# Caught Bentley! (pics)



## Brave (Oct 26, 2012)

Hahaha. He has developed a taste for it!!!!!


Sent from Petguide.com Free App


----------



## Tuco (Jan 3, 2013)

Lol I like ky's "castle"


Sent from Petguide.com Free App


----------



## Anlina (Jul 2, 2009)

But what an adorable smile!


----------



## Tahnee GR (Aug 26, 2006)

Too funny! And I see you have a perfectly nice and untouched plastic dog house too! I bought a similar one for Bug and Suva, and it now has almost no front at all  I cannot even imagine what would happen to a castle at my house!


----------



## Wyatt's mommy (Feb 25, 2011)

At least your potted flowers are in one piece.


----------



## Bentleysmom (Aug 11, 2012)

Wyatt's mommy said:


> At least your potted flowers are in one piece.

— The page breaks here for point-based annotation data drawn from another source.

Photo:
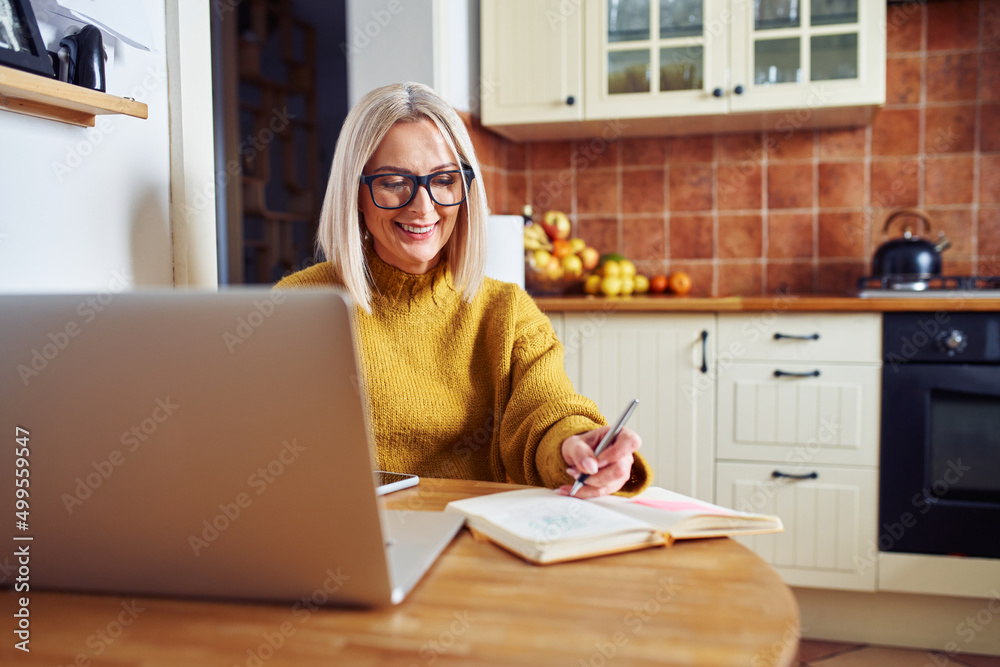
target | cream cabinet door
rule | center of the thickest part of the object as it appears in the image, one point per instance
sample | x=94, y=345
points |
x=531, y=65
x=657, y=359
x=830, y=521
x=794, y=412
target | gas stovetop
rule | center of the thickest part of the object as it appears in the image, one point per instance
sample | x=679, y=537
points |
x=984, y=287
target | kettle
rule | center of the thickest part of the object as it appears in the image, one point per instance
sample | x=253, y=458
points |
x=910, y=256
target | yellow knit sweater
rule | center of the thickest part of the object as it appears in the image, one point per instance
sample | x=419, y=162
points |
x=465, y=390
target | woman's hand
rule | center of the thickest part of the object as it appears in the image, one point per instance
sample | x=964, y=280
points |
x=609, y=471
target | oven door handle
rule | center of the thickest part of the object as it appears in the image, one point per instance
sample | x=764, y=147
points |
x=811, y=475
x=780, y=373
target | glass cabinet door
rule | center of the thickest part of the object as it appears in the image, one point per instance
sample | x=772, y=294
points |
x=654, y=46
x=797, y=41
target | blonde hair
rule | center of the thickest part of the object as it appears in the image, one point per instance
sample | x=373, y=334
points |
x=341, y=229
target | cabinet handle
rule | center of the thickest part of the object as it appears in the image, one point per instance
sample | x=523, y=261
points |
x=704, y=350
x=796, y=374
x=810, y=475
x=779, y=336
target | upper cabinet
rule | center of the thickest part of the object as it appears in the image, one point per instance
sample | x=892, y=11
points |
x=561, y=69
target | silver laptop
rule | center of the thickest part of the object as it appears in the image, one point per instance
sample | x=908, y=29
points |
x=201, y=445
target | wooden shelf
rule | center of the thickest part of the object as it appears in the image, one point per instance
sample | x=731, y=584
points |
x=33, y=95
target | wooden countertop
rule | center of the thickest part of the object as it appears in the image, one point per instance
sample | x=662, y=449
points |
x=662, y=303
x=700, y=602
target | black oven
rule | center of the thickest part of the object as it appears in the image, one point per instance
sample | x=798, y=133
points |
x=940, y=451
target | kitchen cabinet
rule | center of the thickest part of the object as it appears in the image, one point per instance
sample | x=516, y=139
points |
x=613, y=357
x=798, y=433
x=679, y=66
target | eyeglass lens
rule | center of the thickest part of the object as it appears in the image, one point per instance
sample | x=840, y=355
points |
x=395, y=190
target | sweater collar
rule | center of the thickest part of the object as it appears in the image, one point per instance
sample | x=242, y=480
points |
x=397, y=289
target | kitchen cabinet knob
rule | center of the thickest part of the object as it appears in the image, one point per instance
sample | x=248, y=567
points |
x=779, y=336
x=796, y=374
x=704, y=350
x=810, y=475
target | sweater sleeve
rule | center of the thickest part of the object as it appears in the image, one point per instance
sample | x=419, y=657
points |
x=544, y=409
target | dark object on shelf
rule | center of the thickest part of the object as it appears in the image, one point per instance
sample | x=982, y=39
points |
x=21, y=43
x=82, y=58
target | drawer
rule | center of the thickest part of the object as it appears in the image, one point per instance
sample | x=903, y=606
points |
x=828, y=413
x=830, y=521
x=836, y=337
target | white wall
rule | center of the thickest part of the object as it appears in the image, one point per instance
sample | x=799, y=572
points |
x=80, y=209
x=429, y=41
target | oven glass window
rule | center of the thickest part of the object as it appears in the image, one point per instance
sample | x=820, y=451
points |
x=964, y=446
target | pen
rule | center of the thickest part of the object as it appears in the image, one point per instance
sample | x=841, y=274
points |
x=608, y=438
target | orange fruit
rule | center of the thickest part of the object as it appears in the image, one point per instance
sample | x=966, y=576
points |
x=679, y=282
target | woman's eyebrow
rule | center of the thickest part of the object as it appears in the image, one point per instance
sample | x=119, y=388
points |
x=402, y=170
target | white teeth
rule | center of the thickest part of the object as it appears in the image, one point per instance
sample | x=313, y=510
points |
x=416, y=230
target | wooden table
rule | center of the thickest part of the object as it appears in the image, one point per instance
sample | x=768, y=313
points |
x=700, y=602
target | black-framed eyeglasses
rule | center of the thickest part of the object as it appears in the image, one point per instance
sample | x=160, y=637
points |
x=446, y=188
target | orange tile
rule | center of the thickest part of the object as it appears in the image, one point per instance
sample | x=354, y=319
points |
x=841, y=277
x=739, y=147
x=895, y=182
x=989, y=234
x=644, y=238
x=904, y=30
x=902, y=80
x=691, y=188
x=740, y=236
x=698, y=148
x=989, y=174
x=790, y=278
x=789, y=235
x=516, y=155
x=956, y=223
x=952, y=25
x=549, y=154
x=517, y=192
x=595, y=153
x=644, y=151
x=789, y=186
x=842, y=143
x=644, y=190
x=842, y=235
x=739, y=186
x=691, y=237
x=796, y=145
x=741, y=279
x=989, y=137
x=552, y=190
x=896, y=132
x=701, y=276
x=841, y=184
x=950, y=129
x=990, y=83
x=601, y=233
x=952, y=77
x=948, y=180
x=597, y=191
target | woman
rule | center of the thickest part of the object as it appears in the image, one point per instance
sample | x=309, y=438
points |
x=464, y=374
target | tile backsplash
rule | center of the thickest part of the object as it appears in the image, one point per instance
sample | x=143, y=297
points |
x=801, y=211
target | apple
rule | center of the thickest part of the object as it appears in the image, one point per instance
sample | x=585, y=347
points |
x=556, y=225
x=590, y=258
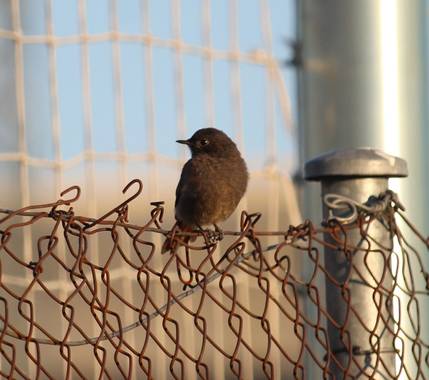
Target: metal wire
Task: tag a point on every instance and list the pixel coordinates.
(91, 300)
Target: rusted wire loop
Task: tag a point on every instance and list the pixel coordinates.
(346, 210)
(122, 207)
(238, 285)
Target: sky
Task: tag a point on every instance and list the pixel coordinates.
(39, 111)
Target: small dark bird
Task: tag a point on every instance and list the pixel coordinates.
(212, 182)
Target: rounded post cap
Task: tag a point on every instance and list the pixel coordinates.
(358, 162)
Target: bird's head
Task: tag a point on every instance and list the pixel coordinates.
(210, 141)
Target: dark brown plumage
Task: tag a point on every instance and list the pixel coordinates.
(212, 182)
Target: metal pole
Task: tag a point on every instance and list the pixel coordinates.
(358, 174)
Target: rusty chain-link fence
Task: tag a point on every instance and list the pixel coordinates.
(122, 313)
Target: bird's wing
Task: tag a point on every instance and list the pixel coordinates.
(184, 177)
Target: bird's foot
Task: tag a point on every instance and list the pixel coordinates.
(214, 236)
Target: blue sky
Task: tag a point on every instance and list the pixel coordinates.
(68, 61)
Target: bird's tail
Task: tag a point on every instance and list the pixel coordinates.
(171, 244)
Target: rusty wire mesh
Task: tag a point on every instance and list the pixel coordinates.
(178, 300)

Well at least the 2 that are left. Since he pulled out the three flowers he's been leaving these alone. I think he has very distinctive flower taste LOL


----------



## laprincessa (Mar 24, 2008)

He is, after all, a prince. He won't eat just any old flower!


----------



## Bentleysmom (Aug 11, 2012)

Tahnee GR said:


> Too funny! And I see you have a perfectly nice and untouched plastic dog house too! I bought a similar one for Bug and Suva, and it now has almost no front at all  I cannot even imagine what would happen to a castle at my house!


Did they tear up the dog house? I'll be getting rid of that plastic house as soon as I'm done building Bentley's prince house.


----------



## OutWest (Oct 6, 2011)

oh no! youre in trouble if he's decided he likes hot sauce!


----------



## Bentleysmom (Aug 11, 2012)

OutWest said:


> oh no! youre in trouble if he's decided he likes hot sauce!


Exactly! And I can't think of anything else to try. He seems to like anything that he can get in his mouth. I took out a jar of white vinegar and let him smell it hoping it would repulse him. No, he tried to lick it.


----------



## goldensrbest (Dec 20, 2007)

He is so darn cute.


----------



## Sampson's Mom (May 13, 2013)

He really is a character! I don't know how you can discipline that mischievous, adorable, smiling face!!


----------



## Max's Dad (Apr 23, 2012)

A paste made with cayenne pepper seems to work with Max.


----------



## Capt Jack (Dec 29, 2011)

Too funny!Franks is good stuff tho,only second to Texas Pete!


----------



## Bentleysmom (Aug 11, 2012)

Max's Dad said:


> A paste made with cayenne pepper seems to work with Max.


That's a thought. What do you mix it with to make a paste, just water?


----------



## Max's Dad (Apr 23, 2012)

Bentleysmom said:


> That's a thought. What do you mix it with to make a paste, just water?


About one cup of water with 2 tablespoons of cayenne pepper. Add a little flour to make it a paste. Paste or liquid depends on where we are using it.


----------



## Vhuynh2 (Feb 13, 2012)

I LOVE Franks hot sauce. Bentley has the same great taste in condiments. 


Sent from Petguide.com App


----------



## Bob Dylan (Mar 31, 2009)

BENTLEY, is one of a kind............LOVE HIM! Oh and I like hot sauce but it doesn't like ME!!!


----------



## Nairb (Feb 25, 2012)

Sounds like you need to kick it up a notch....

World's 10 spiciest hot sauces....

http://www.thedailymeal.com/world-s-10-spiciest-hot-sauces-slideshow


----------



## Tuco (Jan 3, 2013)

Joyce, I think this video will enlighten you on the best pepper options for Bentley 







Sent from Petguide.com Free App


----------